10 Things You Didn’t Know About Death Wish (1974)
Death Wish opened in theaters on July 24, 1974. The movie was a game changer for the career of Charles Bronson. And the success of Death Wish ushered in a slew of urban vigilante movies in the years that followed. Death Wish would also spawn four sequels starting with 1982’s Death Wish II and a remake in 2018.
In honor of the 50th Anniversary of Death Wish, I decided to celebrate with Kino Lorber’s beautiful 4K restoration of the film and turn on the commentary track with the always informative Charles Bronson expert, Paul Talbot. It was Mr. Talbot’s commentary and research that was the source material for this post, as I present 10 Things You Didn’t Know About Death Wish (1974)….
1. It was first things first where the filming of Death Wish was concerned. The opening scene in Hawaii with Paul Kersey (Charles Bronson) and his wife Joanna (Hope Lange) enjoying the surf and sun at Kahuku Point was shot on January 18, 1974. The production would spend four days in Tucson beginning January 21, 1974, before filming began in New York City nine days later. NYC filming lasted thirty-nine days.
2. Bronson opted not to bring his family to New York while he was shooting Death Wish. Instead, a private plane would take Bronson to his Vermont home every weekend, where he would spend time with his family.
3. United Artists was originally going to produce Death Wish with Director Sidney Lumet attached. Lumet wanted Jack Lemmon to star in the film, but when Lumet dropped out of the project so he could direct Serpico, the deal with UA fell apart. This opened the door for Michael Winner to step in, get Charles Bronson on board and pitch the movie to Dino de Laurentiis.
4. Winner actually told Charles Bronson about the Death Wish script on their last day of filming The Stone Killer
5. Death Wish had a $3 million dollar budget, with $1 million dollars of that being Bronson’s salary.
6. After all these years of watching Death Wish, I never noticed that the grocery clerk that is harassed by The Freaks (including a young Jeff Goldblum in his acting debut) was played by Sonia Manzano aka Maria on Sesame Street!

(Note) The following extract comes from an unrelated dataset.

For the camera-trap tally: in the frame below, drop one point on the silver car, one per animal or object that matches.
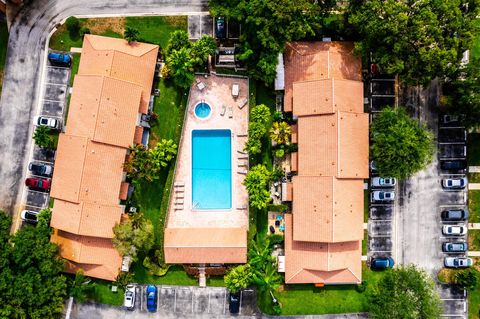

Manzano was dating Michael Winner at the time (starting a tradition of Winner getting whoever his girlfriend was at the time of shooting, a spot in the Death Wish movies he was directing) and she was a huge fan of Herbie Hancock’s Head Hunters album. Manzano gave the album to Winner and suggested he use Hancock to compose the music for Death Wish.
7. Herbie Hancock had only six weeks to write, orchestrate and record the forty minutes of music that is heard in Death Wish. I have lost track of how many old school kung fu movies, I have heard Hancock’s Death Wish score in.
8. One of the posters on the wall of the gun club that Aimes Jainchill (Stuart Margolin) takes Paul Kersey to while Kersey is on assignment in Tucson, was the Michael Winner directed Lawman.
9. Dino de Laurentiis was not a fan of the Death Wish title and during post-production, Dino considered changing the name of the movie to The Avenger or Sidewalk Vigilante.
10. Charles Bronson, writer Wendell Mayes and Dino de Laurentiss were not fans of the “finger pistol” scene at the end of the movie when Kersey arrives in Chicago and teases that his vigilante days may not be over after all. This was a Michael Winner idea and based on the crowd reaction at the theaters, it was a winning idea too.